Norway in 2017 held the annually rotating presidency of the Nordic Council of Ministers, an intergovernmental cooperation forum consisting also of Denmark, Finland, Iceland, Sweden, Aaland, Faroe Islands, and Greenland.

Denmark, Finland, and Sweden are also EU members, while Norway and Iceland take part in many of the EU's single market legislation through the European Free Trade Association (Efta).

Estonia, which makes up the Baltics with Latvia and Lithuania, meanwhile held the six-month Council of the EU presidency, which it used to portray itself as a pioneering digital nation and share what it saw as best practice approaches towards digitisation.

Last April, the Nordic and Baltic countries came together in Oslo and signed a declaration saying that they wanted "to show the way for digitalisation of Europe".

But Chaffey explained that this did not mean that the EU's overarching digital strategy is dismissed.

"The EU is doing a fine job," he said about the legislative push towards more harmonised rules on digital affairs.

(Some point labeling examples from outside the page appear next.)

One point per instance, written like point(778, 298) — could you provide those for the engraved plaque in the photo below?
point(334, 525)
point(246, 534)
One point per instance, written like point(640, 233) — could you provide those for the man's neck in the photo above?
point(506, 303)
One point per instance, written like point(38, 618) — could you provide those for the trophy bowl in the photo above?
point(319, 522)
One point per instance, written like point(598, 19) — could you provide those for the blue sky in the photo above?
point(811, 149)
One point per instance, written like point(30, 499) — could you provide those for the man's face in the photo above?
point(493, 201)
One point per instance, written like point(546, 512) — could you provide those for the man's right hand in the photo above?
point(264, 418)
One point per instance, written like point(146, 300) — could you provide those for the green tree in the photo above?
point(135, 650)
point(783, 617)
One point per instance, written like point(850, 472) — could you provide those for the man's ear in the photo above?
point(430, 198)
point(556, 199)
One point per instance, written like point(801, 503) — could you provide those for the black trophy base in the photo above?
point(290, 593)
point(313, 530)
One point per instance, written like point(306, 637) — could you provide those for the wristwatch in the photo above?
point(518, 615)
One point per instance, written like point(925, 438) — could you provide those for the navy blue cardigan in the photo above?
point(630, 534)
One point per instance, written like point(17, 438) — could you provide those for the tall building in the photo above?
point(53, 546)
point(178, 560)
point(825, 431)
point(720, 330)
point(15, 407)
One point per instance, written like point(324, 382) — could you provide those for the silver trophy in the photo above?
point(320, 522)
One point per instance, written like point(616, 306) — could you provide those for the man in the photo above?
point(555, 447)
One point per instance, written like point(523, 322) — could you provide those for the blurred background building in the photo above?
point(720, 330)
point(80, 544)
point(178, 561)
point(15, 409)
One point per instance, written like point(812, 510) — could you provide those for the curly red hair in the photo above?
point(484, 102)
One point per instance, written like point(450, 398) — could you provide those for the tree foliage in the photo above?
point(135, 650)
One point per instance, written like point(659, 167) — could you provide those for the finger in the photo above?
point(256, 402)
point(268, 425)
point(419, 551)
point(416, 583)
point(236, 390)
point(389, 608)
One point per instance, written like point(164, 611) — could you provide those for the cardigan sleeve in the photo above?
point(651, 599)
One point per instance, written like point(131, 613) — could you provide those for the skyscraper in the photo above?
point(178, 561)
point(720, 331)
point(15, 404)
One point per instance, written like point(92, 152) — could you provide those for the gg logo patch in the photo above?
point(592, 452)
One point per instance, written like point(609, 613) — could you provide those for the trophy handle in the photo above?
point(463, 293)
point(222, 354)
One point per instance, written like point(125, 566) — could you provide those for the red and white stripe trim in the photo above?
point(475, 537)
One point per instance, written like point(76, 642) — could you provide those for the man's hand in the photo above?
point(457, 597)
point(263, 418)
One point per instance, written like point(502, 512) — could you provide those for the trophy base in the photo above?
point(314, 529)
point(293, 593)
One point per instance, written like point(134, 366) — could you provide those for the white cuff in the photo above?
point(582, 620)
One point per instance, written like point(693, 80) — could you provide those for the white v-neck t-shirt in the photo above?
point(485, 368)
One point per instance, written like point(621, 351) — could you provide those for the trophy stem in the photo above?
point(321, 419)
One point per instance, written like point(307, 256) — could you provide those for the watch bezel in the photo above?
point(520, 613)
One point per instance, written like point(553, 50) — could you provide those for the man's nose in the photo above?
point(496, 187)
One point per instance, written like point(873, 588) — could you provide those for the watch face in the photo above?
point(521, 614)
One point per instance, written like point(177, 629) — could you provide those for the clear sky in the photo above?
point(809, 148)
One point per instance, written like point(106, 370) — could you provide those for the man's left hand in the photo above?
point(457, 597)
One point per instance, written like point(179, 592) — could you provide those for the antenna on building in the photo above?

"What we want do is add value on top, and do things in practice, that have to do with border controls, that have to do with free movement of data, and if the EU catches up, that's a fine thing, because we might have been able to show the way in some areas," said the Norwegian politician.

While the EU sets the goals, the implementation of policy is in the hands of the national governments of member states.

The idea behind the Nordic-Baltic cooperation is to do the implementation in unison.

"The EU is on a multinational level and doesn't invest in the IT platforms in individual countries. A lot of these areas are a national responsibility. Education, health care are examples of that," he noted.

He gave as an example that students from one Nordic country in another could benefit if government databases are linked so that they can access health or municipal services.

Geo-blocking

The regional cooperation could also take steps on some files where the EU has been unable to progress, such as geo-blocking of audiovisual media.

In many cases, it is not possible to stream sports events or watch certain online films or series from another EU country.

"We have the same debate that's going on in the rest of Europe there," said Chaffey.

In particular citizens in a country like Finland, with a Swedish linguistic minority, could benefit from the lifting of geo-blocking of Swedish content, for example.

"There are these cases of minorities, who might be very interested in what's going on in another country, or you have communities of immigrants that you have to cater for in some way, and the rules and regulations don't do that," said the Norwegian.

"There are loads of sand that can be put in the machinery because there are commercial interests – legitimate interests: people have to make a living from what they create."

He noted that making rules in the digital world is "fairly complicated" and that Norway as a small country depended on the EU for a long-term solution.

Chaffey added the Nordic-Baltic cooperation would not lead to an increasingly multi-speed Europe.

"This doesn't have to do with legal status or legislation. It has to do with something that's normal, usual in other areas as well, that some countries are moving a bit further ahead when it comes to the practical, the technological solutions."